This is a novel excerpt from my work-in-progress, “The Shepherd and the Courtesan.” The title may be changed and maybe this scene deleted, because this is between one of the protagonists and a minor character, a courtesan protegee. But I liked the dialogue and I think this scene shows the world the Shepherd has found himself in very well, as well as shed some light on the other protagonist. If you’d like to read another excerpt from this work, click here.
I shook my head.
“You don’t mind?” Astrid persisted. “Or you prefer I leave you be?”
“No. I don’t mind.”
“Good,” Astrid smiled. “Because I wanted to ask you some questions about that scene this morning in the town square.”
“You were there?”
“Of course I was. Everybody was there, even the scrubbers from the dirtiest whorehouse in the Capital were there.”
“What do you want to ask me about?”
“What possessed you and the Wanderer to give the bounty on Ella Bandita to the children of the orphanage?”
“Why do you want to know about that?”
“Because it’s too marvelous! Who would give a fortune for a private education fit for highborn children to a bunch of penniless, nameless forgotten little bastards? Not to mention a modest legacy to start life once they left the orphanage?”
I tensed up. I had not expected this at all. The Wanderer and I had agreed it was the best possible use for what was essentially blood money, but we also believed that such a gesture would silence any questions.
“It seemed like the right thing to do.”
“I’m not saying it wasn’t. But you could have lived as patrons for the rest of your lives!”
“That means nothing to me.”
Astrid’s hazel eyes were wide in her pale face.
“But everybody wants to be rich.”
I relaxed a little. Nothing in Astrid’s expression indicated suspicion or cunning. She merely seemed amazed and curious.
“I can’t explain how or why. But I’ve never coveted wealth and I’ve always had what I need.”
Astrid nodded slowly, and her white cheeks flushed a pale pink.
“I can’t claim to understand you, Shepherd. I simply wanted to thank you from the bottom of my heart for doing that.”
“I appreciate your kind words. But why are you thanking me?”
“Because I’m one of those forgotten little bastards. Most of us here at the Casa came from the orphanage.”

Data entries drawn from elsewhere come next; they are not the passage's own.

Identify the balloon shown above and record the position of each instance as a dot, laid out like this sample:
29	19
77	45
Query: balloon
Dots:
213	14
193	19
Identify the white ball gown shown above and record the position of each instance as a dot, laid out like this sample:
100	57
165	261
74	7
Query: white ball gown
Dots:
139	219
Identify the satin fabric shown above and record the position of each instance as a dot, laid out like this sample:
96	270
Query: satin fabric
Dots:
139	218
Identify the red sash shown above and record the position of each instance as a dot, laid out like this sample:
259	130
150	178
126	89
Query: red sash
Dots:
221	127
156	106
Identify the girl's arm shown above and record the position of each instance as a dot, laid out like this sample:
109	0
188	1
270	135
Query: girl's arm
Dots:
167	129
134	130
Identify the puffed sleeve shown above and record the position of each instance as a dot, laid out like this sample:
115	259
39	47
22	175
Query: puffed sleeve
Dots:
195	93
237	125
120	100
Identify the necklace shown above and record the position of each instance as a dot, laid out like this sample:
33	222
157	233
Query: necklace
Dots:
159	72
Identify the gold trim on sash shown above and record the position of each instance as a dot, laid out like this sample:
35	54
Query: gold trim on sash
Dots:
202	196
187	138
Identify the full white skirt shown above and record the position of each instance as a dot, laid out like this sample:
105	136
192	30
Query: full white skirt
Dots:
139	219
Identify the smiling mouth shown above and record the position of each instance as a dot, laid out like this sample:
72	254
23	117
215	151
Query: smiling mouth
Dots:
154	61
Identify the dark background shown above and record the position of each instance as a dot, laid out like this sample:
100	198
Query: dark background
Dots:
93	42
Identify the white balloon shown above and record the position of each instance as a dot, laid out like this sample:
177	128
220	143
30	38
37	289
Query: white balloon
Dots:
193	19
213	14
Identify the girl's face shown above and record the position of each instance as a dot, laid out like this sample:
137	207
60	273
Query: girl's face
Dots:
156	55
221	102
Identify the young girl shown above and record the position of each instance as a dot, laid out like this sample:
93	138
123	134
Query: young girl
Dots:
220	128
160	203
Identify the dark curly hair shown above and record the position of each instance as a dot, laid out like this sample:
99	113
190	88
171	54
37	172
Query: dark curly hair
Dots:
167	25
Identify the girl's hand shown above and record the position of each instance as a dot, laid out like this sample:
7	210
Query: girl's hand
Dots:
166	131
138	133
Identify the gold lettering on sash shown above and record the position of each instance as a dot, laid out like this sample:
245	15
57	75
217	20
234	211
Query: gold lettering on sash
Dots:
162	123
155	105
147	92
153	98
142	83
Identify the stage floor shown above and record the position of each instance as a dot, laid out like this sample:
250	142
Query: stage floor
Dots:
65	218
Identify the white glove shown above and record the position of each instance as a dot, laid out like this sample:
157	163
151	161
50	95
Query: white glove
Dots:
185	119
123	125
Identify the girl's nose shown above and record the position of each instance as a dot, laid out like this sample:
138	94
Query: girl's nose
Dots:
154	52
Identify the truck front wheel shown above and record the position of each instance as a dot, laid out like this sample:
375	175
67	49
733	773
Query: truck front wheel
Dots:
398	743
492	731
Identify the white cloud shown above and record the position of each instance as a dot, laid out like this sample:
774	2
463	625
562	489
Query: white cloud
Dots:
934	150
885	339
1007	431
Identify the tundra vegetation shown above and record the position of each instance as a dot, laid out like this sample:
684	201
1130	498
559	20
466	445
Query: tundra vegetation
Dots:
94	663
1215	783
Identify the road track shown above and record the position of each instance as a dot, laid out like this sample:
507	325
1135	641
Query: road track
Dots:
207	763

“Celia and I grew up together there.”
Astrid nodded to the trio of mandolin players, whose ethereal music filled the air.
“They’re younger than we are, but I remember them from the orphanage. Almost all the servants came from there too.”
“Are the musicians also protégées?”
Astrid shook her head.
“Not everybody can be for the Life. Originally, they came here as little girls to train to be maids. But Mi’Lady always tests the children, and discovered these girls had a natural talent for music, so she mentored them in their learning. Now they get to be musicians. Not only do they entertain us, but they are often hired to perform at various salons around the City.”
“Do they live here?”
“There are two dormitories at the back of this yard. One is for servants and servants-in-training. The other is for the protégées, as well as the artistic girls.”
“Really? That is extraordinary.”
I stared at Astrid, who smiled at me in appreciation.
“What you and the Wanderer have done is truly wonderful. You saved this generation of boys from a criminal life and eventual hanging, and all of the girls from the drudgery of servitude and prostitution in the brothels. The orphans who had any kind of lucky star on their side end up at the Casa, and the Casa is full. Except for a truly gifted and beautiful girl here and there, Mi’Lady doesn’t have much room to add to her household for at least twenty more years.”
I was speechless. Astrid paused for a moment, then continued.
“There isn’t an orphan, harlot, or servant who wouldn’t sell their soul to be here.”
“There isn’t an orphan, harlot, or servant who wouldn’t sell their soul to be here.